Chronic stress increases the risk of osteoporosis.

***Everything bad in human health is not caused by stress, nor is it in our power to cure ourselves merely by reducing stress and thinking healthy thoughts full of courage and spirit and love. Would that it were so. And shame on those who would profit from selling this view.

It is surprising how malleable pain signals are - how readily the intensity of a pain signal is changed by the sensations, feelings & thoughts that coincide with the pain. One example is the blunting of pain perception during some circumstances of stress.

A striking aspect of the pain system is how readily it can be modulated by other factors. The strength of the pain signal can depend on what other sensory info is funneled to the spine at the same time. Chronic throbbing pain can be inhibited by certain types of sharp & brief sensory stimulation.

The most relevant dichotomy is between nerve fibers that carry info about sharp sudden pain & fibers that carry info about constant diffuse pain. Fast fibers are about getting you to move as quickly as possible from the source of the piercing pain. Slow fibers are about getting you to hunker down, immobile, so you can heal.

Sometimes something goes wrong with pain pathways and you feel pain in response to stimuli that shouldn't be painful. Now you've got allodynia, which is feeling pain in response to a normal stimulus.

The emotional/interpretive level can be dissociated from the objective amount of pain signal. In other words, how much pain you feel and how unpleasant that pain feels, can be two separate things.

What if you are the sort of person where just seeing the nurse take the cap off the needle makes your arm throb? What we've got now is stress-induced hyperalgesia. Valium blocks stress induced hyperalgesia.

People with anxiety disorders have exaggerated startle responses.

Anxiety is about dread and foreboding and your imagination running away with you. It is rooted in a cognitive distortion. Anxious people overestimate risks and the likelihood of a bad outcome.

What is anxiety? A sense of disquiet, of the sands constantly shifting menacingly beneath your feet where constant vigilance is the only hope of effectively protecting yourself. Life consists of the concrete, agitated present of solving a problem that someone else might not even consider to exist.

5% of the population have chronically activated stress responses. What's their problem? These are the archetypal people who cross all their t's & dot their i's. They describe themselves as planners who don't like surprises. They live structured lives, walking to work the same way each day, the sort of people who can tell you what they are having for lunch in two weeks. Not surprisingly, they don't like ambiguity and strive to set up their world in black & white. They are stoic, regimented, hardworking people who are fine but have overactive stress responses. The levels of glucocorticoids in their bloodstream as elevated and they have elevated sympathetic tone as well.When exposed to a cognitive challenge, they show unusually large increases in heart rate, blood pressure, sweating and muscle tension....Back to our envious thought, "I wish I had their discipline, how do they do it?" They do it by working like maniacs to generate their structured repressed world with no surprises. And that comes with a physiological bill.
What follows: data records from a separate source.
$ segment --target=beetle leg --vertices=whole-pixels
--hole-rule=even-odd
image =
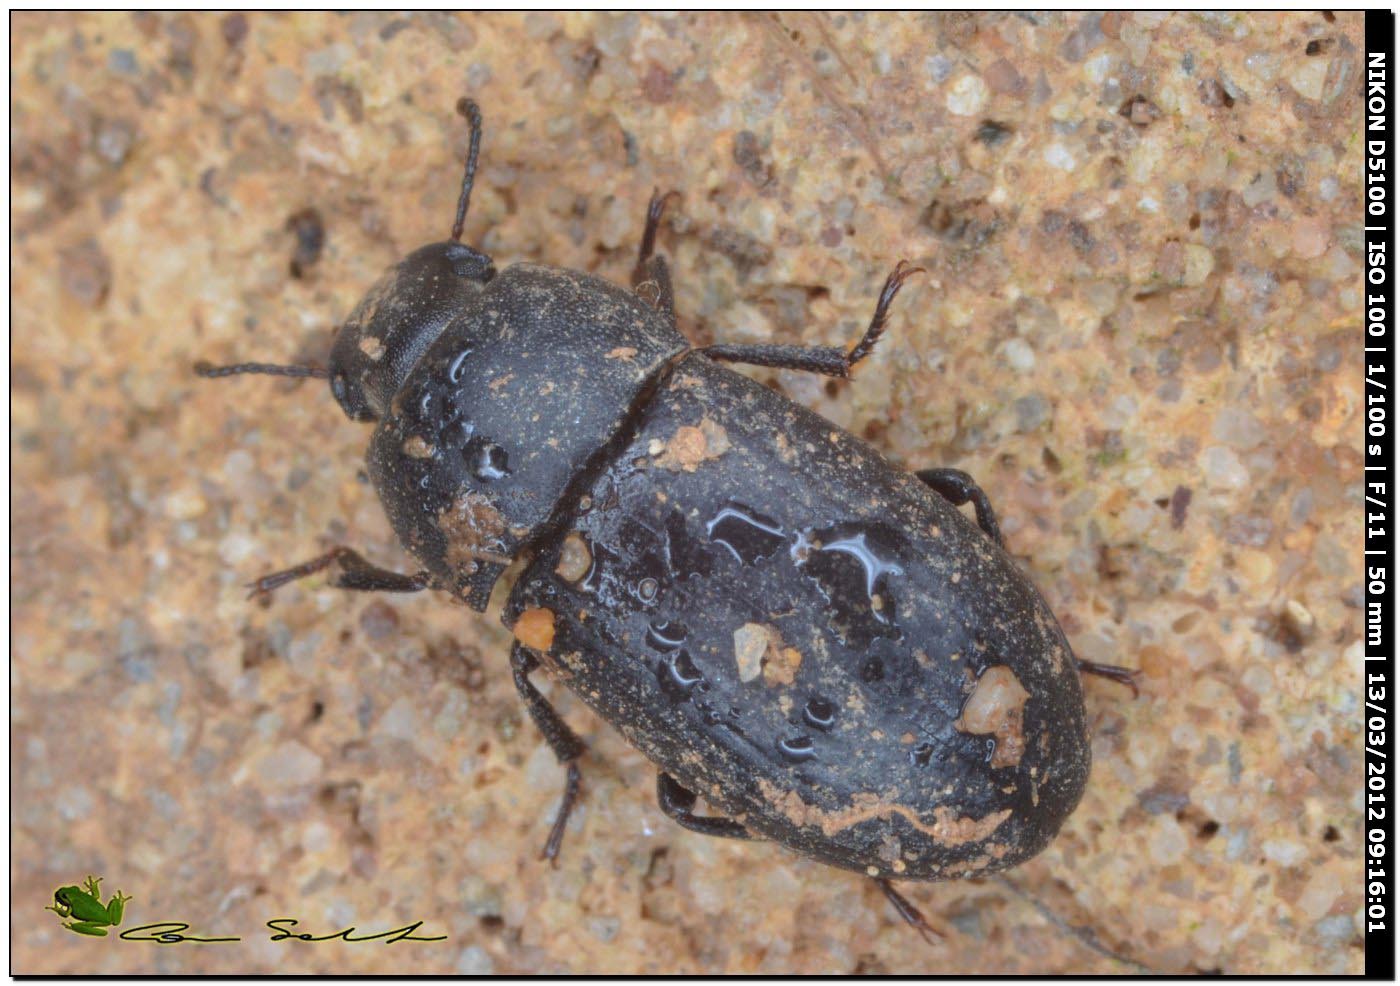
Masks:
[[[1076,661],[1079,665],[1080,674],[1098,675],[1100,678],[1107,678],[1109,681],[1116,681],[1120,685],[1127,685],[1133,690],[1133,698],[1137,698],[1138,683],[1137,676],[1140,671],[1132,668],[1120,667],[1117,664],[1100,664],[1098,661]]]
[[[894,889],[894,885],[883,877],[876,877],[875,882],[880,885],[880,889],[885,892],[885,897],[894,909],[899,912],[899,916],[909,923],[919,936],[930,945],[938,944],[943,936],[928,923],[923,913],[909,902],[909,899]]]
[[[544,740],[559,762],[567,768],[564,780],[564,797],[559,802],[559,813],[554,816],[554,825],[549,830],[540,859],[547,859],[552,865],[559,865],[559,846],[564,841],[564,825],[569,813],[578,801],[579,769],[575,762],[583,755],[583,740],[569,728],[549,700],[540,694],[530,682],[530,673],[540,666],[540,659],[523,645],[517,643],[510,649],[510,668],[515,675],[515,690],[525,700],[525,708],[530,710],[530,718],[536,728],[544,734]]]
[[[280,572],[272,572],[249,582],[248,598],[269,596],[274,589],[288,582],[315,575],[332,565],[338,569],[331,577],[331,585],[337,589],[354,589],[361,592],[422,592],[424,589],[433,588],[432,576],[427,572],[414,572],[412,575],[391,572],[371,565],[358,552],[339,546],[308,562],[293,565]]]
[[[661,215],[666,211],[666,203],[672,199],[678,199],[681,193],[675,189],[662,194],[659,188],[651,190],[651,201],[647,203],[647,224],[642,229],[642,248],[637,251],[637,267],[641,270],[642,265],[651,257],[652,251],[656,249],[656,231],[661,226]],[[636,274],[633,274],[636,280]]]
[[[691,809],[695,807],[694,792],[681,787],[679,781],[664,771],[656,775],[656,801],[661,805],[662,811],[692,832],[721,839],[754,838],[748,829],[732,818],[691,814]]]
[[[632,290],[660,312],[671,323],[676,324],[675,292],[671,289],[671,271],[665,257],[653,254],[656,249],[656,230],[661,225],[661,215],[666,211],[666,203],[678,197],[680,192],[667,192],[662,195],[653,190],[651,201],[647,203],[647,223],[642,231],[642,248],[637,252],[637,264],[632,268]]]
[[[632,272],[632,290],[676,327],[676,298],[671,290],[671,269],[665,257],[649,257]]]
[[[920,469],[914,475],[955,507],[971,502],[977,511],[977,526],[996,542],[998,548],[1003,547],[997,515],[992,512],[992,503],[976,480],[961,469]]]
[[[774,366],[784,370],[805,370],[808,373],[821,373],[828,377],[849,377],[855,365],[870,355],[875,343],[885,332],[889,319],[890,304],[894,296],[911,274],[922,273],[922,267],[910,267],[908,261],[901,260],[894,272],[885,278],[885,286],[880,289],[880,300],[875,305],[875,315],[870,319],[870,327],[850,349],[841,346],[706,346],[700,350],[710,359],[725,363],[748,363],[751,366]]]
It can be enormously stressful to construct a world without stressors.



Impressive in both detail and scope. Approachable without losing scientific rigor.
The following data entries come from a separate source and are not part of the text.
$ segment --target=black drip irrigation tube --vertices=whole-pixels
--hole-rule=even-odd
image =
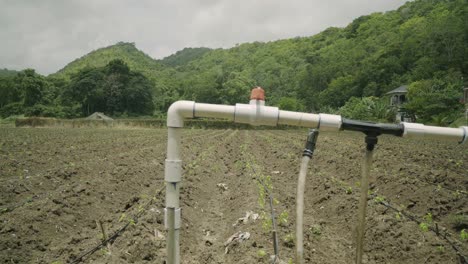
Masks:
[[[274,257],[271,262],[272,264],[274,264],[279,259],[279,245],[278,245],[278,231],[276,229],[276,216],[275,216],[275,210],[273,208],[273,200],[274,200],[273,194],[270,192],[265,182],[257,174],[257,171],[255,170],[254,166],[252,165],[250,166],[250,168],[252,169],[252,172],[255,175],[255,179],[262,185],[263,190],[267,193],[268,198],[269,198],[270,211],[271,211],[271,224],[273,227],[273,230],[271,231],[271,235],[273,238],[273,252],[274,252]]]

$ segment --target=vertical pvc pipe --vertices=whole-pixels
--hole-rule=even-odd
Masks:
[[[373,153],[373,147],[371,149],[366,148],[364,164],[362,165],[361,197],[359,198],[359,215],[356,235],[356,264],[362,263],[364,234],[366,233],[367,192],[369,191],[369,173],[372,164]]]
[[[167,161],[180,161],[182,128],[168,128]],[[166,169],[166,174],[170,173]],[[181,172],[180,172],[181,173]],[[180,179],[182,175],[166,175],[169,178]],[[180,263],[180,181],[166,182],[166,228],[167,228],[167,262],[169,264]]]

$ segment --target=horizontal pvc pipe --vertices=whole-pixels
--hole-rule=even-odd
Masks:
[[[429,138],[445,141],[455,141],[458,143],[465,143],[468,138],[468,127],[449,128],[426,126],[417,123],[403,123],[404,132],[403,137],[407,138]]]
[[[301,112],[279,111],[278,125],[317,128],[320,117],[317,114]]]
[[[252,126],[277,126],[278,107],[265,106],[265,102],[250,100],[250,104],[236,104],[234,122]]]
[[[195,117],[224,118],[234,120],[236,107],[233,105],[195,103]]]

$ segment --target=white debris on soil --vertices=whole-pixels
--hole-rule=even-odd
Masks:
[[[249,232],[242,232],[238,231],[234,235],[230,236],[226,242],[224,242],[224,254],[229,253],[229,247],[232,245],[236,245],[241,243],[244,240],[248,240],[250,238]]]
[[[252,211],[245,212],[245,216],[237,219],[237,221],[232,225],[232,226],[237,226],[238,224],[247,224],[249,219],[255,221],[259,218],[260,216]]]
[[[227,184],[225,184],[225,183],[218,183],[218,184],[216,184],[216,186],[218,186],[218,188],[220,188],[223,191],[227,191],[227,189],[228,189]]]
[[[164,234],[162,232],[160,232],[158,229],[154,229],[154,237],[156,238],[156,240],[164,240],[165,237],[164,237]]]

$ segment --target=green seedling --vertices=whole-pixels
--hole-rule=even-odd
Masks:
[[[383,203],[383,202],[385,202],[385,197],[383,197],[383,196],[377,196],[377,197],[374,198],[374,202],[376,202],[376,203]]]
[[[468,240],[468,232],[466,232],[465,229],[462,229],[462,230],[460,231],[460,239],[461,239],[462,241]]]
[[[259,250],[257,251],[257,256],[258,256],[259,258],[264,258],[266,255],[267,255],[267,253],[266,253],[266,251],[263,250],[263,249],[259,249]]]
[[[419,223],[419,229],[421,229],[421,231],[423,232],[427,232],[429,231],[429,226],[427,225],[427,223]]]
[[[427,232],[429,231],[429,227],[432,224],[432,214],[427,213],[423,218],[424,218],[424,221],[419,223],[419,229],[421,229],[421,231],[423,232]]]
[[[125,213],[121,214],[119,217],[119,222],[122,222],[123,220],[125,220],[125,218],[127,218],[127,215]]]
[[[279,224],[282,226],[286,226],[288,224],[288,218],[289,218],[289,214],[287,211],[281,212],[281,214],[278,217]]]
[[[424,216],[424,220],[430,225],[432,224],[432,214],[431,213],[427,213],[425,216]]]
[[[346,194],[352,194],[353,193],[353,187],[349,186],[348,188],[346,188],[345,192],[346,192]]]
[[[266,216],[265,212],[262,212],[262,214],[264,214]],[[268,216],[266,216],[266,218],[264,217],[263,221],[262,221],[263,231],[265,231],[265,233],[270,232],[272,226],[273,226],[273,221],[271,221],[270,217],[268,217]]]
[[[400,212],[396,213],[396,214],[395,214],[395,218],[396,218],[397,220],[401,220],[401,213],[400,213]]]
[[[453,194],[453,198],[455,198],[455,200],[459,200],[461,198],[461,195],[462,195],[459,190],[454,191],[452,194]]]
[[[286,236],[284,236],[283,242],[287,247],[294,247],[294,235],[287,234]]]
[[[313,225],[310,227],[310,232],[316,236],[320,236],[322,234],[322,228],[319,225]]]

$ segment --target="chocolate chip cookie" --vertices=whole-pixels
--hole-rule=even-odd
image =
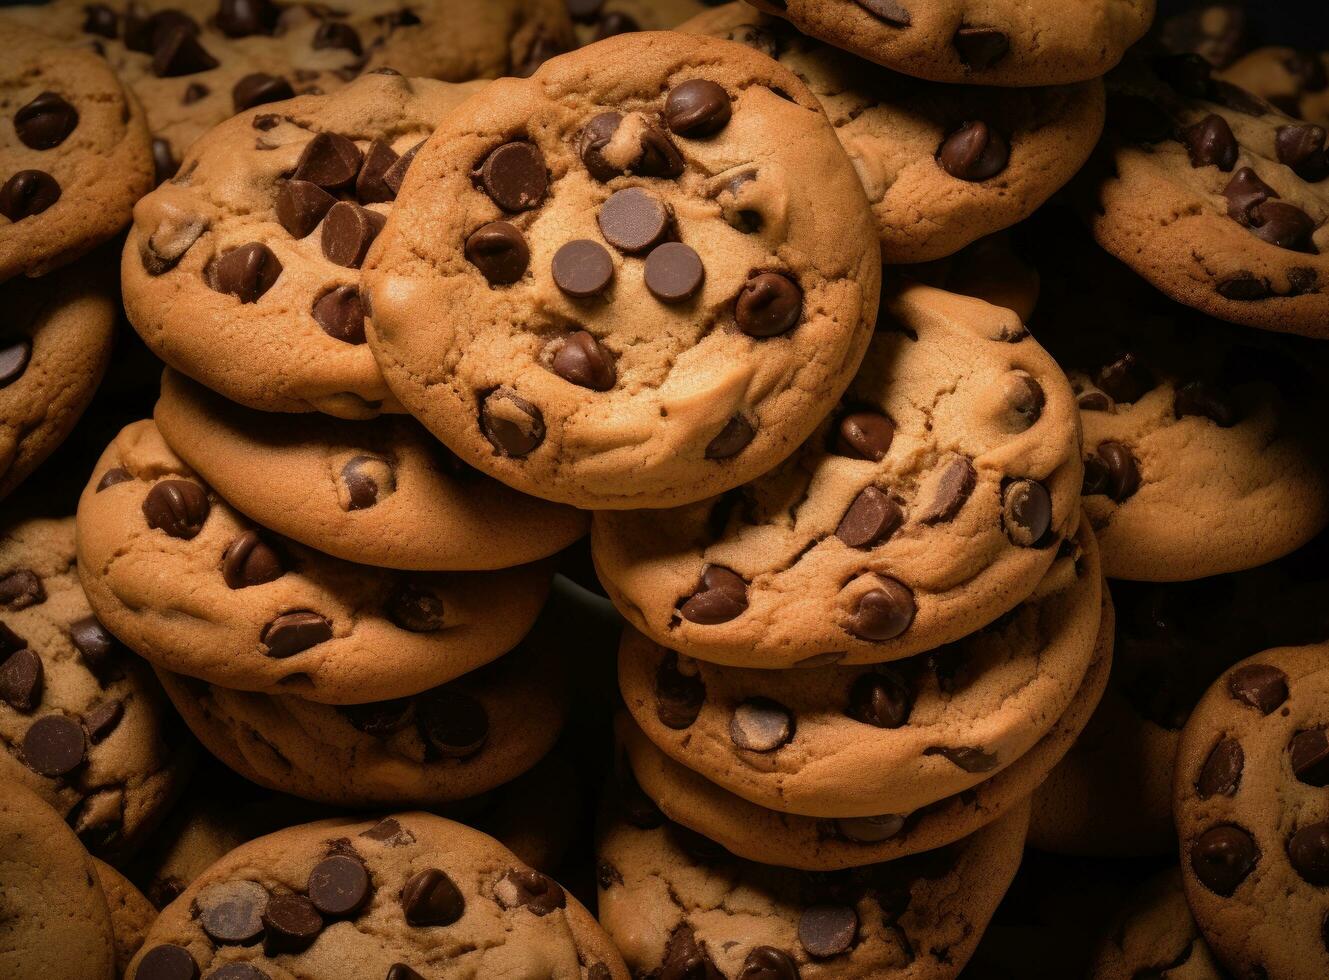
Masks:
[[[900,274],[938,289],[1004,306],[1028,323],[1038,304],[1038,269],[1006,232],[987,235],[954,255],[901,268]]]
[[[111,931],[115,934],[115,975],[123,976],[157,918],[157,910],[132,881],[105,861],[93,858],[92,867],[111,913]]]
[[[1227,980],[1186,905],[1181,872],[1151,878],[1094,953],[1089,980]]]
[[[898,660],[1034,590],[1078,527],[1079,438],[1014,313],[908,284],[797,454],[718,498],[597,514],[596,567],[634,627],[691,657]]]
[[[211,684],[329,704],[408,697],[516,646],[547,564],[400,575],[242,518],[152,422],[116,437],[78,512],[79,575],[131,649]]]
[[[566,0],[579,44],[629,31],[668,31],[718,0]]]
[[[888,263],[926,262],[1028,217],[1103,129],[1103,84],[938,85],[860,61],[730,3],[680,30],[776,58],[821,102],[867,191]]]
[[[1329,645],[1280,647],[1210,686],[1181,734],[1186,898],[1241,978],[1329,972]]]
[[[1107,157],[1086,177],[1094,237],[1173,299],[1222,320],[1329,336],[1324,130],[1194,55],[1108,80]]]
[[[143,110],[106,63],[2,27],[0,281],[45,275],[100,245],[152,187]]]
[[[575,506],[769,469],[877,309],[871,213],[816,99],[712,38],[623,34],[490,85],[395,218],[365,263],[393,393],[467,463]]]
[[[1302,48],[1257,48],[1229,65],[1221,77],[1283,112],[1329,126],[1329,52]]]
[[[634,976],[956,977],[1015,875],[1028,808],[950,847],[839,872],[744,861],[614,800],[600,921]]]
[[[125,246],[125,309],[153,353],[252,408],[399,411],[365,346],[360,265],[413,148],[480,84],[369,74],[200,139]]]
[[[115,980],[111,913],[92,858],[58,813],[9,779],[0,780],[0,848],[0,971]]]
[[[222,858],[162,912],[127,980],[200,973],[628,980],[557,882],[427,813],[305,824]]]
[[[74,519],[0,530],[0,777],[119,861],[149,837],[189,774],[147,665],[92,615],[74,568]]]
[[[154,415],[171,447],[237,510],[348,561],[509,568],[561,551],[589,524],[581,511],[483,476],[405,416],[270,415],[170,370]]]
[[[1215,68],[1225,68],[1250,47],[1252,27],[1244,3],[1201,0],[1159,19],[1150,33],[1165,51],[1198,54]]]
[[[111,358],[110,256],[0,286],[0,500],[73,430]]]
[[[1154,19],[1154,0],[1059,4],[750,0],[812,37],[934,82],[1061,85],[1097,78]]]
Nice read ... The author Robert M. is a good teacher. concepts are moderately easy to grasp even for someone with no medical training like me. This book contains valuable knowledge and would definitely read it again.

I found this book almost as charismatic as its writer. It did not provide much new information for me and I found myself skipping parts ergo the rating.

Another book from Robert Sapolsky, it talks about stress (the stimulating and the chronic one), and you won’t believe the extent of damage caused by the chronic stress, from cardiovascular diseases to diabetes , depressions, hypertension , mental illnesses etc. . this book should be your guide to understand stress and manage it.